La série de portraits de couturières épuisées par leur labeur est remarquable, et je ne résiste pas à l’envie de la partager avec vous.

Certaines oeuvres montrent combien la beauté subsistent malgré les difficultés, n’est-ce pas? Comme dans un des tableaux les plus connus du peintre, qui prenait parfois comme modèle des prostituées, ce que lui reprochait la « bonne société ».

Venons-en maintenant à ce que j’ai qualifié d’intemporel, de permanent, de « résistant ». En peignant des moments de la vie privée et/ou familiale, l’artiste soulève des émotions empreintes de l’écho qu’ils éveillent en nous. En tout cas, en moi. Car j’ai été très émue, je l’avoue, devant certains tableaux.

Au moment où j’écris ces lignes, il ne vous reste que le week-end pour aller voir l’exposition… Courez-y vite, si vous le pouvez. A défaut, il vous reste le net, où documentaires et photos ne manquent pas pour que vous puissiez « rencontrer » ce Norvégien qui n’a pas été que peintre, mais également écrivain et journaliste…

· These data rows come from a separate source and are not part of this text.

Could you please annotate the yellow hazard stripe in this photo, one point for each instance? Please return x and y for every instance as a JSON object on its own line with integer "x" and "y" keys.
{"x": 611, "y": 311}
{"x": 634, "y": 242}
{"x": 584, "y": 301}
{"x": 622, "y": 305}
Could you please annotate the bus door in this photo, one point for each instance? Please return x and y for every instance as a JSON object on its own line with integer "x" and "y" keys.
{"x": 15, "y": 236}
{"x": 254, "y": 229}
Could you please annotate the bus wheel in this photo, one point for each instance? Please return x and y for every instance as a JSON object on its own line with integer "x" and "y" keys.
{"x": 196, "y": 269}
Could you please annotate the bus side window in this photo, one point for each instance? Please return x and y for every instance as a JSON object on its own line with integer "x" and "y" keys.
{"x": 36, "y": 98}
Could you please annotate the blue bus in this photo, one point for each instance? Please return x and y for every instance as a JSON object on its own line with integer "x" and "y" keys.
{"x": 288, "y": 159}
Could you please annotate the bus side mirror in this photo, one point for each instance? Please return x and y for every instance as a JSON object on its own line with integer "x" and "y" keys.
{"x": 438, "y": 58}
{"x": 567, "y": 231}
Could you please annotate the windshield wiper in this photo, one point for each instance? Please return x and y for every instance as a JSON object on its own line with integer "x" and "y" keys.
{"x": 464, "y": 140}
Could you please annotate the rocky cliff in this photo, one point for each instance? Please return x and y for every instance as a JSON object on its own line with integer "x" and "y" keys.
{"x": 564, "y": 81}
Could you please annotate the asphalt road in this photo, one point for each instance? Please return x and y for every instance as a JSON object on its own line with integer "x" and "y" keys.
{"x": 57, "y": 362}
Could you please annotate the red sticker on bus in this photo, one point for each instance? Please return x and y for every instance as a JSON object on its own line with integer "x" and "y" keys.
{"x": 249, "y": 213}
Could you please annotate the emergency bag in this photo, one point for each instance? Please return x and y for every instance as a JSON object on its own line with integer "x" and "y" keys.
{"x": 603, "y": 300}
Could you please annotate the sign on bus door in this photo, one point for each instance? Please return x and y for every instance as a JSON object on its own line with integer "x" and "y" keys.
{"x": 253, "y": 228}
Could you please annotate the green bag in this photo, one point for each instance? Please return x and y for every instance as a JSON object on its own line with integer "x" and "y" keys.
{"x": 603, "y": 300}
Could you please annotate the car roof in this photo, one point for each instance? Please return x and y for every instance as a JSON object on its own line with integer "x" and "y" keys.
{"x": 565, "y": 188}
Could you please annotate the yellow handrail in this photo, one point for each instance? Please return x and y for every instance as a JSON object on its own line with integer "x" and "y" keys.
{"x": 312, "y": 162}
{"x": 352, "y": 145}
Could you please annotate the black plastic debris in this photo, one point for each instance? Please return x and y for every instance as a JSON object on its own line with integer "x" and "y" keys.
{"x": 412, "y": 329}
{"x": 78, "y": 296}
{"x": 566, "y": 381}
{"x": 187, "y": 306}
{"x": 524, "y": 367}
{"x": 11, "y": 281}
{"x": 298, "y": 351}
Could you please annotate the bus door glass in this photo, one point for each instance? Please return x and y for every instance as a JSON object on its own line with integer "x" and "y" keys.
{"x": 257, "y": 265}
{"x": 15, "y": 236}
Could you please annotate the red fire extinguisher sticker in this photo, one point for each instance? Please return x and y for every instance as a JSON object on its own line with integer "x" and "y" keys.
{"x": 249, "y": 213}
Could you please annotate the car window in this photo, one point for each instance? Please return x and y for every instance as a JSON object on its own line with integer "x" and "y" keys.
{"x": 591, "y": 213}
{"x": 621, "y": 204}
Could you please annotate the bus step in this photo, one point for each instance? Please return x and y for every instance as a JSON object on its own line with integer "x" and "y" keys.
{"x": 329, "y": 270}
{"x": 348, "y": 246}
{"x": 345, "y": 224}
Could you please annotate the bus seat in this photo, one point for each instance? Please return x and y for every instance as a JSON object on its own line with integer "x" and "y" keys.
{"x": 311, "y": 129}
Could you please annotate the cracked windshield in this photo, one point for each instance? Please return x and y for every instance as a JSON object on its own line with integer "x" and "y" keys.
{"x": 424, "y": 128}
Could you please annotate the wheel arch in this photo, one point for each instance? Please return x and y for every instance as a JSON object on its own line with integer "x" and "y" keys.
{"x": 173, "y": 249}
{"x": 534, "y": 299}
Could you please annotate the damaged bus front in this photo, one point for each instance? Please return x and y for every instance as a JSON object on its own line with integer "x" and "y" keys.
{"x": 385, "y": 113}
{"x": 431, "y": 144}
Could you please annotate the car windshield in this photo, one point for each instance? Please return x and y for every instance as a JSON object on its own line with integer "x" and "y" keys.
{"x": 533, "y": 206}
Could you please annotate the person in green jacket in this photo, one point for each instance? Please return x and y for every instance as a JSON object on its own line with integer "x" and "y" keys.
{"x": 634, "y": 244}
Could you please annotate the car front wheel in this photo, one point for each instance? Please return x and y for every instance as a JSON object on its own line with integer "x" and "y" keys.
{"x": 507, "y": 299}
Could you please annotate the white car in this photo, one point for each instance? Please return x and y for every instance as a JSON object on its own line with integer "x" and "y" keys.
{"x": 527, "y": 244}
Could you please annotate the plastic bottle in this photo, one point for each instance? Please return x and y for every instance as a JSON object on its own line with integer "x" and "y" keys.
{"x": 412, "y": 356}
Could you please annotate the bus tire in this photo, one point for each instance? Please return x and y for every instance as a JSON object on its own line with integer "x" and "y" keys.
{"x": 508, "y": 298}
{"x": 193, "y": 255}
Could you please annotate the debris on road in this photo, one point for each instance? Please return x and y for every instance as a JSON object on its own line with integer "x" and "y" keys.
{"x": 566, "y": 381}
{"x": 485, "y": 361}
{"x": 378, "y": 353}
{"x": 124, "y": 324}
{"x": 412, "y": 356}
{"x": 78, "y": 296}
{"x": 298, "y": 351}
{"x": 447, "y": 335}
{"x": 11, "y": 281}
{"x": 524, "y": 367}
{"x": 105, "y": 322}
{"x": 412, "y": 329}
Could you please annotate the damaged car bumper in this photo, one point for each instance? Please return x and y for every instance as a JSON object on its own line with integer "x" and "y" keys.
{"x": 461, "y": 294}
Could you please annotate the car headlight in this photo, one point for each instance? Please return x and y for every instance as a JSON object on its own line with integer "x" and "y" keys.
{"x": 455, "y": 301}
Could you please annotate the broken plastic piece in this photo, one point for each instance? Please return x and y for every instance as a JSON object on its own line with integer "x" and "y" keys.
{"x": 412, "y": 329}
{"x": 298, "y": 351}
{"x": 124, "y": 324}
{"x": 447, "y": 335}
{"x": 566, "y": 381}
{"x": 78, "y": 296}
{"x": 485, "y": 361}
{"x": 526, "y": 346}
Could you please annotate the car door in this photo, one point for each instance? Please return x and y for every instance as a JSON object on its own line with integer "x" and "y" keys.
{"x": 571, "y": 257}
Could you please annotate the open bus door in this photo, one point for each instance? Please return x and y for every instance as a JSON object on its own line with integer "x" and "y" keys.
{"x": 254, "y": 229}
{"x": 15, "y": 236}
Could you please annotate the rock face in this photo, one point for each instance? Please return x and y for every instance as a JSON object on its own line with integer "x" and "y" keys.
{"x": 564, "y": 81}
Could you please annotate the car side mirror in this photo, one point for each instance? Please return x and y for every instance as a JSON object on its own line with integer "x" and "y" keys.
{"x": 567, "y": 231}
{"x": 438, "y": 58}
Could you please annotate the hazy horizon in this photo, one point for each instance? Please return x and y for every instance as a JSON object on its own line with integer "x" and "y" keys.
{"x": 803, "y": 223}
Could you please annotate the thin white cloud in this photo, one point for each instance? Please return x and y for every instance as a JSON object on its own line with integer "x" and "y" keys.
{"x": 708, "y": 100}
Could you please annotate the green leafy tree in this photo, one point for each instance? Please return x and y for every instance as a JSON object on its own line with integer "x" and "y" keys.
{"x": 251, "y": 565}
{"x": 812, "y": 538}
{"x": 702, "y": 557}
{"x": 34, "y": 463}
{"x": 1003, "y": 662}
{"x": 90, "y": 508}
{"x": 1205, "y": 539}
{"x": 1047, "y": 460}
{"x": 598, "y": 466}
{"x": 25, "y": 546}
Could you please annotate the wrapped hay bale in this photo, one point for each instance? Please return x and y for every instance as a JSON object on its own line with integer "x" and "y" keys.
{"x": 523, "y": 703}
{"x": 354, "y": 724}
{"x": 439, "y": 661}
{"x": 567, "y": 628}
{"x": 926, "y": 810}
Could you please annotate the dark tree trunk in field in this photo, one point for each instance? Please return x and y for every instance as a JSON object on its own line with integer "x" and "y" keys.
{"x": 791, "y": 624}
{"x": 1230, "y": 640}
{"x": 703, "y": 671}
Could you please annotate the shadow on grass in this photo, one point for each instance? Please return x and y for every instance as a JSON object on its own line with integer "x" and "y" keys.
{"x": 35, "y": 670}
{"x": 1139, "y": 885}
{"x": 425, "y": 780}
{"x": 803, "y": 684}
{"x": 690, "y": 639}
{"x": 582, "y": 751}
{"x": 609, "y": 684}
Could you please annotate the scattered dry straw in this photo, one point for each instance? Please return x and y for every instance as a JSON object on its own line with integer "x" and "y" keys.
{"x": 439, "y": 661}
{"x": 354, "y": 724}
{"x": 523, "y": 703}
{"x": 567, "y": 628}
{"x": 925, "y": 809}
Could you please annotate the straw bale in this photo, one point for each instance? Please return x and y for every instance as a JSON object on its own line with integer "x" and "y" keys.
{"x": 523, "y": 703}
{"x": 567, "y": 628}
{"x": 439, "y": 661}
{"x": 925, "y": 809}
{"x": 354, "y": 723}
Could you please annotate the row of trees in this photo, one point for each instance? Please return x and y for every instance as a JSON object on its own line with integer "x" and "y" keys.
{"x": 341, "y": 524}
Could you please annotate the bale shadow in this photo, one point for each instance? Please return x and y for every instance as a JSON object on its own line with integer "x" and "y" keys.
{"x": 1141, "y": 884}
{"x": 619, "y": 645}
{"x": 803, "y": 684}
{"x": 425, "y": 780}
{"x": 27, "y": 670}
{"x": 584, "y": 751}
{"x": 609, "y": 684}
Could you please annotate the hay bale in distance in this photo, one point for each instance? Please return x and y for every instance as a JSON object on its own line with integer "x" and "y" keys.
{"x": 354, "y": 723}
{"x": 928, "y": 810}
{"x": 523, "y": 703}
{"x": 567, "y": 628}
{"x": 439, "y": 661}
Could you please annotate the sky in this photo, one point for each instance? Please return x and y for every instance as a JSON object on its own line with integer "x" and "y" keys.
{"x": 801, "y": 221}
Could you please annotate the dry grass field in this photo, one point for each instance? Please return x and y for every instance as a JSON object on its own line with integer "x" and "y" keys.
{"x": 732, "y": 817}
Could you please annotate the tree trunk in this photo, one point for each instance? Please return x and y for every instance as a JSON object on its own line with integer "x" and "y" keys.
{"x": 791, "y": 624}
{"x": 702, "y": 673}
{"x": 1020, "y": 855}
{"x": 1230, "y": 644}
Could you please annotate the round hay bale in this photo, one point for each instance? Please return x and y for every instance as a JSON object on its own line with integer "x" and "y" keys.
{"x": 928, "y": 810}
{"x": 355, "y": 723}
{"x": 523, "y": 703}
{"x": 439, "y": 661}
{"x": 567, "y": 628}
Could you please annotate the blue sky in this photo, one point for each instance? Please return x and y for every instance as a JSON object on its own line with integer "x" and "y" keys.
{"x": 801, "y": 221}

Une journée extra-ordinaire

Il est des jours où tout s’enchaîne mal, où les petits problèmes s’accumulent et nous poussent à penser que « tout va mal ». Ce n’est pas du tout ce qui s’est produit hier, où, au contraire, les faits se sont enchaînés pour me faire croire à une bonne étoile… Il n’est guère dans mes habitudes de vous raconter ma vie sur ce blog où je préfère partager mes découvertes, mes plaisirs, mes coups de gueule comme mes coups de coeur… Mais j’ai trop envie de vous narrer ce qui s’est produit et vais donc céder à cette envie.

Episode 1. Efficience de l’URSSAF

Ma journée s’annonçait plutôt pénible, avec de l’administratif. Comme je n’avais pas obtenu de réponse de l’URSSAF pour finaliser ma déclaration d’impôts, et qu’il est difficile d’avoir un interlocuteur (qui est le plus souvent une interlocutrice) au bout du fil, je tentai une connexion (mais le site a évolué et se « loguer » devient une épreuve que je ne réussis pas – je parle au passé simple, ça fait bien n’est-ce pas?) une nouvelle fois, j’osai un nouvel appel. Miracle, seulement quelques sonneries, et une voix me répond. Et me donne toutes les informations dont j’ai besoin, notamment où trouver la fameuse fiche qui m’a été adressée suite à ma demande (autre miracle!). Bref, en 10 minutes tout était résolu!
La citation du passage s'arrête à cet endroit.